Wieso sind Politiker so schlecht darin, mit eigenen Fehlern umzugehen?
In der aktuellen Aufregung um Wirtschaftsminister Robert Habeck und seinen Staatssekretär Patrick Graichen kann man es wieder erleben: Wie schwer sich Politiker damit tun, mit Fehlern umzugehen. Aber wieviel Offenheit und Ehrlichkeit könnten sie sich erlauben, ohne dass das ihnen schadet, weil das wiederum von Medien skandalisiert wird? Was ist ein guter Umgang mit Fehlern?
Die FAZ-Redakteurin Helene Bubrowski hat für ein Buch mit vielen Politikerinnen und Politikern über das Thema gesprochen. Zum Beispiel mit dem früheren Verkehrsminister Andreas Scheuer, der vor allem wegen der gescheiterten PKW-Maut angegriffen wurde und irgendwann auf Durchzug geschaltet und nicht mehr zwischen sachlicher Kritik und boshafter Kampagne unterschieden habe – und einfach keinen Fehler zugeben wolle. Und mit dem stellvertretenden FDP-Politiker Wolfgang Kubicki, der die Rolle des Krawallonkels für sich perfektioniert habe, bei der er sowohl davon profitiere, anderen vors Schienbein zu treten, als auch, sich dafür dann routiniert zu entschuldigen.
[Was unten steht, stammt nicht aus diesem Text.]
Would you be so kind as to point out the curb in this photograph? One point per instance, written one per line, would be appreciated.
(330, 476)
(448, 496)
Mit Holger Klein spricht Bubrowski über die richtige Menge an Transparenz und Offenheit: „Ich plädiere nicht dafür“, sagt sie, „dass man eine emotionale Seelenspiegelung macht, dass Politiker sich völlig entblößen müssen und jede ihrer Regungen offen legen müssen und die Menschen an ihrem Innersten teilhaben lassen. Das ist, glaube ich, falsch.“
„Ich plädiere für mehr Ehrlichkeit – aber ausgehend von dem Befund, dass es um die Ehrlichkeit überhaupt nicht gut bestellt ist. Das Typische ist ein totales Abblocken, ein teflonartiges Pingpong: Kritik sofort als Kampagne abzutun, sofort den politischen Gegner selber zu beschuldigen und überhaupt nicht zu zeigen, dass man bestimmte Dinge aufnimmt, ernst nimmt und überdenkt und möglichst auch noch die Schlussfolgerung zieht, es künftig anders zu machen. Um das Vertrauen der Menschen nicht komplett zu verlieren, muss sich da was ändern.“
Journalistinnen und Journalisten müssten sich aber auch stärker die Frage stellen, welche Verantwortung sie dafür haben, dass es um die Fehlerkultur in der Politik so schlecht bestellt ist:
„Journalisten nehmen für sich in Anspruch, eine Wächterfunktion zu haben, die Mächtigen zu kritisieren, den Mächtigen auf die Finger zu schauen. Um diese Ausgabe auszufüllen, muss man seinen Job auch mit größter Ernsthaftigkeit machen. Wen man da aber gleichzeitig größtmöglich skandalisiert, weil es entweder größere Aufmerksamkeit gibt oder mehr Klicks, dann haben wir irgendwann ein Problem.“
Es würde generell helfen, sagt Bubrowski, wenn häufiger Leute mal Fehler zugäben, dann wäre das auch nicht mehr jedesmal ein so großer Aufreger: „Wenn alle ein bisschen weniger rechthaberisch und ein bisschen weniger starr wären, wenn das alles etwas normaler wäre, dann wäre der ganze Diskurs anders.“
Hören Sie die ganze Folge „Holger ruft an“ hier:
(Sie können den Podcast auch über die Plattform oder App Ihrer Wahl hören. Hier ist der Feed.)
Die Gesprächspartnerin
Helene Bubrowski hat in Köln und Paris Rechtswissenschaften studiert und im Völkerrecht promoviert. Nach dem zweiten Staatsexamen wurde sie 2013 Nachrichtenredakteurin der „Frankfurter Allgemeinen Zeitung“. Seit 2018 ist sie Politikkorrespondentin der FAZ in Berlin, zuständig für die Grünen und die Innen- und Rechtspolitik.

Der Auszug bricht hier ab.